Usually, she whips a hat on as soon as her wig is removed, but Thursday is different, Marama says.
"In that environment I felt comfortable to do it. I wanted to show the other women that you can sit in a room without your hair and it's okay." Learning to mask the effects of their illness is empowering -because it allows those with cancer to look well.
"It helps bring you back to what you were and because you look different you feel different, too." Manurewa mum Dianne Clifton admits she felt like staying in bed before the workshop. She is glad she didn't.
She was diagnosed with bowel cancer three years ago and was told just before Christmas it had spread to her liver, lungs and bones.
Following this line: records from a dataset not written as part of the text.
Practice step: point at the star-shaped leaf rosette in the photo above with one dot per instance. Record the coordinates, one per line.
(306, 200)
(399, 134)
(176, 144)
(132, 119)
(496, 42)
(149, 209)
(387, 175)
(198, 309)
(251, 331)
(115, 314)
There are moments where she thinks "why me?" Every two weeks she has chemo and there are days when she feels like rubbish.
Thursday is not one.
"I feel like I can conquer anything right now." It's a common response, says Look Good, Feel Better general manager Clare O'Higgins.
The skills, which are also adapted for teens and men, gave some control back to those with cancer. Three hundred free workshops will take place across 36 locations this year.
So far, about 39,000 people have attended the workshops since the volunteer-run charity began in New Zealand 24 years ago.
It was adapted from a United States programme established five years earlier.
O'Higgins doesn't attend all the workshops, but she has seen her share of happy faces emerging from them.
The control participants feel having learned the skills, is matched by a feeling of strength from being around others facing the same challenges.
On top of that is something that can¹t be underestimated when life becomes focused on survival feeling normal again.
"It's not about making you look glamorous, it¹s about giving you these lovely tools to feel normal."
Appeal for Feel Better
Like many charities, Look Good, Feel Better receives no Government funding.
Makeup used in the workshops is donated by cosmetic companies and it otherwise survives on grants, the generosity of sponsors, countless hours of toil from volunteers and an annual appeal.
The appeal is called Feel Better Month and began on Friday. There are no collection buckets, but the sale of nail files and wrist bands in their name boosts coffers, as does an arrangement with Farmers and cosmetic suppliers to donate $2 from each sale of nail polish bottles.
Donations are also welcome through the charity's website.
Look Good, Feel Better general manager Clare O'Higgins encouraged supporters to hold Feel Better Fridays this month, where they did something nice with friends, family or colleagues and then donated money to the charity.
Another way to help is to volunteer, and information on how to do so is also on the charity's website, O'Higgins says.